それだけではありません。住んでいる場所によっても保険費が変わりますし、また保険によってカバーする内容も異なる上、病院によって受け付ける保険、受け付けない保険があるのです。つまり、Aという保険会社が1から5までの医療保険(プラン)を用意しており、それぞれ保険費、カバーする内容、コペイの金額、その保険を受け付けてくれる病院などが異なっており、例えばA社の3というプランに入っていたけれど、会社が経費削減のために1というプランに変更した、という場合、コペイも変わるし、かかりつけの医者も変えなければならない、という事態も発生するのです(私が実際に経験しました)。恐ろしいことに、保険会社は多々あるため、医療保険の種類は「保険会社数×プランの種類」だけあるということです。

これだけ複雑な医療保険。これまで数々の大統領が医療保険改革に乗り出してきましたが、ずっと失敗に終わっていました。にもかかわらず、今回法案が可決されたことは本当に「歴史的出来事」なのです。

しかし、なぜアメリカには医療保険改革に対する根強い反対があるのでしょう?よく、「保険会社が議員を抱き込んでいるから」「ロビー活動がすごいから」という理由が聞かれますが、それだけではありません。多くの市民が反対運動を全米で展開してきたことからもわかるように、アメリカ市民達にも反対派が多いのです。

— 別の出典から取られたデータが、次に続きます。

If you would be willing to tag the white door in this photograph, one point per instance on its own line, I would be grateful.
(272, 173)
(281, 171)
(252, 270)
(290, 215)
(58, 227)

反対する理由の大きなもの。それは「政府にコントロールされたくない」ということです。先ほど紹介した医療保険費の平均は、あくまで平均です。つまり、これより高いものも、低いものもあるわけです。ですから、米国市民はその「数ある医療保険」の中から、「自分に合ったもの」を選び出し、それを受給したいと考えているのです。

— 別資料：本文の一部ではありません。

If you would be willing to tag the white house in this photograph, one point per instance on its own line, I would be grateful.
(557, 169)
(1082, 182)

実を言えば、医療保険への加入を促進させるため、州や郡、市などが様々な援助プランを用意しています。もちろん様々な制限がありますが、条件に合致しさえすれば加入できますから、「本当に困っている人たち」が保険に加入できずに困ることは少ないと言えるでしょう。とはいっても、「その保険を受け付けてくれる医師が少ないから嫌だ」「近くにその保険を受け付けてくれる医者がいない」といった理由から、その保険に入らず無保険になっている人たちは多々いらっしゃいます。

ここが難しいところです。価値観が多様化し、いろいろな「モノ」があふれている時代に生きている私たちにとって、100人が100人の要望をかなえる「モノ」を作り出すことは非常に難しいと言えるでしょう。医療保険にしてもしかり。いくつもの種類の医療保険があっても、自分の欲求にぴったり合うものは正直ないのではないでしょうか?

雇用先を通じて医療保険に入っている人たちはさておき、自分で医療保険に加入しなければならない場合、数ある保険から自分で好きなものを選ぶ。もし希望に合うものがないのであれば、高い保険費を払わず、あえて無保険を選び、必要になったときにそれなりのものに加入する。-そういう選択肢をアメリカ人は持っていたということです。

今回、医療保険改革法が成立し、これからアメリカに住む人たちは医療保険に加入することが義務付けられました。これはアメリカ人にとって、そしてアメリカに住む人たちにとって、本当に良いことなのでしょうか。

その答えはまだわかりません。ただ、今回この法案が成立した背景には高騰する医療保険費の問題があります。
これについては次の会で詳しくご説明したいと思います。

家の近所の桜が咲き始めました。
日本に戻って早1年。帰国が決まった時から「海外に住む日本人の方のために役立つことをやってみたい」と思っていました。ぜひ海外で生活されている皆様のお役にたてるよう、社会保障に関する多くの情報を提供していきたいと思います。